Portfolio selection using neural networks

In this paper we apply a heuristic method based on artificial neural networks (NN) in order to trace out the efficient frontier associated to the portfolio selection problem. We consider a generalization of the standard Markowitz mean-variance model which includes cardinality and bounding constraints. These constraints ensure the investment in a given number of different assets and limit the amount of capital to be invested in each asset. We present some experimental results obtained with the NN heuristic and we compare them to those obtained with three previous heuristic methods. The portfolio selection problem is an instance from the family of quadratic programming problems when the standard Markowitz mean-variance model is considered. But if this model is generalized to include cardinality and bounding constraints, then the portfolio selection problem becomes a mixed quadratic and integer programming problem.
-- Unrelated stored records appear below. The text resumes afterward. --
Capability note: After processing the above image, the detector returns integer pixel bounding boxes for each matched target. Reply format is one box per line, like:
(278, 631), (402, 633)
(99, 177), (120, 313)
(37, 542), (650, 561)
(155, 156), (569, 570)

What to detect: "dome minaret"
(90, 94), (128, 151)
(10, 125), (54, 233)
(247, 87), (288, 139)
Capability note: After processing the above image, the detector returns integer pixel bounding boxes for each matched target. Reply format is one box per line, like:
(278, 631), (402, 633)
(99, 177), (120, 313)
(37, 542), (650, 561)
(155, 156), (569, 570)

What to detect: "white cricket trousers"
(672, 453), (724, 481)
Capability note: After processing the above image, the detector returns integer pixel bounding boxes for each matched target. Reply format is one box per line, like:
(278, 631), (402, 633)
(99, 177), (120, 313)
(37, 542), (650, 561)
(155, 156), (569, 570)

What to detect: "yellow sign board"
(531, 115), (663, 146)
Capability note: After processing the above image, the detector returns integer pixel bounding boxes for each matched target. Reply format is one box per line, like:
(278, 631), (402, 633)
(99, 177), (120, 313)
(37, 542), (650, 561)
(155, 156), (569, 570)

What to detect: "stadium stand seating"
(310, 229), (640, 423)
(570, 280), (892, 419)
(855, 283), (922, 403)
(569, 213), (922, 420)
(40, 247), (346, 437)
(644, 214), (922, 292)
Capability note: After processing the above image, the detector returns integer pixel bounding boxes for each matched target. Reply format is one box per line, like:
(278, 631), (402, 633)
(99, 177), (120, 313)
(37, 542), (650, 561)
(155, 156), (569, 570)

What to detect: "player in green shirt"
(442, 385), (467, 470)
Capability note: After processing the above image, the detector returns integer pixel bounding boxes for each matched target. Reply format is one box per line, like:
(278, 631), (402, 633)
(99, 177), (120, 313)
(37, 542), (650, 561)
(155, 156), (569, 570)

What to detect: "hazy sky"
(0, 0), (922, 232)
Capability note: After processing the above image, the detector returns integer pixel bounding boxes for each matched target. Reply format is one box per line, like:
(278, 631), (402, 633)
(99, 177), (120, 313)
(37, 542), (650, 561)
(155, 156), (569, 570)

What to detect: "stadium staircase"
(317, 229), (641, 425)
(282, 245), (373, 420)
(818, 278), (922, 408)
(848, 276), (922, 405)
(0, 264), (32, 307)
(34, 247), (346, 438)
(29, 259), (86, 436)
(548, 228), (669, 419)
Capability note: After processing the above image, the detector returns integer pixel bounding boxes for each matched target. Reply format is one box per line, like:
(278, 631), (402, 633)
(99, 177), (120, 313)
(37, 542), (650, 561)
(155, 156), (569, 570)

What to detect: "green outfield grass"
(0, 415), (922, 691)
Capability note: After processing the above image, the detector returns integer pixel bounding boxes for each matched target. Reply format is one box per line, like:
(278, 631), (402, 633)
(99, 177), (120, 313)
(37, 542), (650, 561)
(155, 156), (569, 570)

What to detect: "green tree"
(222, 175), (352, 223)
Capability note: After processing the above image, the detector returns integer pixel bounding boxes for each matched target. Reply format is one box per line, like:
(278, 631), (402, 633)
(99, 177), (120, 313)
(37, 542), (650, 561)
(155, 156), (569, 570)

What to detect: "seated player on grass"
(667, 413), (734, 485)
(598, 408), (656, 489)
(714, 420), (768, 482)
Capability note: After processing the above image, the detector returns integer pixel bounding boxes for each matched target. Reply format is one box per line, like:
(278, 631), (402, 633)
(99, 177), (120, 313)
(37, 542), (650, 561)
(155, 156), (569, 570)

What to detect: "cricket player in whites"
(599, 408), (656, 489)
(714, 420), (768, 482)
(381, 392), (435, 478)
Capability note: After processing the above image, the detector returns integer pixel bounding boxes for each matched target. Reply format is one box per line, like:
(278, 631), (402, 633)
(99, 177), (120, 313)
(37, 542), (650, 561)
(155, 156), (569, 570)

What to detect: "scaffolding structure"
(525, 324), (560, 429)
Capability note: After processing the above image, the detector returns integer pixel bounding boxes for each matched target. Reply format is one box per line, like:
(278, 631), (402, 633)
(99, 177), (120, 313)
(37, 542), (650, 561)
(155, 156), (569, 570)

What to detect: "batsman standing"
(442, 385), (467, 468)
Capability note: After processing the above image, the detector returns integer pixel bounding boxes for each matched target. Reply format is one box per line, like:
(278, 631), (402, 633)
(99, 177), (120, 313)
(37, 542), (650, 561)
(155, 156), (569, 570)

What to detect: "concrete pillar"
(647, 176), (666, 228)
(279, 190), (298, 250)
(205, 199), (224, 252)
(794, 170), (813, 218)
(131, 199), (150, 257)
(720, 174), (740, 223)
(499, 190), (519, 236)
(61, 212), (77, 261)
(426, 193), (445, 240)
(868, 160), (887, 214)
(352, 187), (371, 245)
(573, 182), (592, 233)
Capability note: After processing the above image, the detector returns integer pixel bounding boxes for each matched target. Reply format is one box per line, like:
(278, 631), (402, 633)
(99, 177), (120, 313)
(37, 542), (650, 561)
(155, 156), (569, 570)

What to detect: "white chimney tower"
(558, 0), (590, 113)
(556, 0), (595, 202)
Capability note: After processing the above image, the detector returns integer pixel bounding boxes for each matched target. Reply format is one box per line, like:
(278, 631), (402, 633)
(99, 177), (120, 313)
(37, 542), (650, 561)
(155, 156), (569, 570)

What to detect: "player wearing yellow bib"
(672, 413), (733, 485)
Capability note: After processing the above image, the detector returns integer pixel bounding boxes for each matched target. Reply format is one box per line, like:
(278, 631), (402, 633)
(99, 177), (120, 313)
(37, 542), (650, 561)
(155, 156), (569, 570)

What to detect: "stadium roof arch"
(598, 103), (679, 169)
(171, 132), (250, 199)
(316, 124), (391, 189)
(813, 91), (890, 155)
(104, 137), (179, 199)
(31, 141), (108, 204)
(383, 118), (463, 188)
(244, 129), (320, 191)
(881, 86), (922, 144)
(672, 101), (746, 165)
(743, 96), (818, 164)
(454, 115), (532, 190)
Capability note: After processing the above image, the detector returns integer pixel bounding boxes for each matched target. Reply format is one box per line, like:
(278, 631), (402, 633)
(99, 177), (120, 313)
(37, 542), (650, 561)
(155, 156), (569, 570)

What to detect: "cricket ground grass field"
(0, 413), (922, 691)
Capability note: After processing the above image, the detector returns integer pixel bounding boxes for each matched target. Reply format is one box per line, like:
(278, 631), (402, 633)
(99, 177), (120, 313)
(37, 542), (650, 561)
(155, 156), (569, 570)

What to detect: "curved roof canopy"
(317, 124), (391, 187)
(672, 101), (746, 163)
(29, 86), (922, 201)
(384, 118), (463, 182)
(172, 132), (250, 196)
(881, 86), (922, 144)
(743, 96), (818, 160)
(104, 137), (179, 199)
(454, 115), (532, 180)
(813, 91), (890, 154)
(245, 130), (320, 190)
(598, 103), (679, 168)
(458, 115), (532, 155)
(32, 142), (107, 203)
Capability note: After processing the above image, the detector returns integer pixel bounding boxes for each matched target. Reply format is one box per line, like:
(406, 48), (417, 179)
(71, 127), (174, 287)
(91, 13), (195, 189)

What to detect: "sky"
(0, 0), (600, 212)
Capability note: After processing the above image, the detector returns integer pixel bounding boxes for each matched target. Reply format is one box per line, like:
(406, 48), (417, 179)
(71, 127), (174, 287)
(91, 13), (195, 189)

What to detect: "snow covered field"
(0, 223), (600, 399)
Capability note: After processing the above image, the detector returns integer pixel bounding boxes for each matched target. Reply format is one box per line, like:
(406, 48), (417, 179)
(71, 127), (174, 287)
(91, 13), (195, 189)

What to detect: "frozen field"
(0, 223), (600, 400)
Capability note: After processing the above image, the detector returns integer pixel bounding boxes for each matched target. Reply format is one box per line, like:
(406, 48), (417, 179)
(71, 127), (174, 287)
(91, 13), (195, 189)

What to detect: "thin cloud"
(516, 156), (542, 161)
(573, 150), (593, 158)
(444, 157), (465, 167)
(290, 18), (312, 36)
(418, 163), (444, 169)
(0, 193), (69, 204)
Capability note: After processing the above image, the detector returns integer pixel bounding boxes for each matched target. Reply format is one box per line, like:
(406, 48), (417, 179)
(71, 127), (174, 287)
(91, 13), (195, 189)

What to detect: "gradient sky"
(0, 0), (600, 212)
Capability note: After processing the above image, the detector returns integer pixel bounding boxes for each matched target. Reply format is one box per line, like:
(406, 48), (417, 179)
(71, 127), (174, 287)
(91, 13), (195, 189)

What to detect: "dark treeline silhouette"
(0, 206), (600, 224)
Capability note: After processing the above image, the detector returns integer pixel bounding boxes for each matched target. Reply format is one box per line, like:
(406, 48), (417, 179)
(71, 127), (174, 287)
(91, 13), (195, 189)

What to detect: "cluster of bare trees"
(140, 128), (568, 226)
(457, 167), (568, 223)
When considering the latter model, there is not any exact algorithm able to solve the portfolio selection problem in an efficient way. The use of heuristic algorithms in this case is imperative. In the past some heuristic methods based mainly on evolutionary algorithms, tabu search and simulated annealing have been developed. The purpose of this paper is to consider a particular neural network (NN) model, the Hopfield network, which has been used to solve some other optimisation problems and apply it here to the portfolio selection problem, comparing the new results to those obtained with previous heuristic algorithms.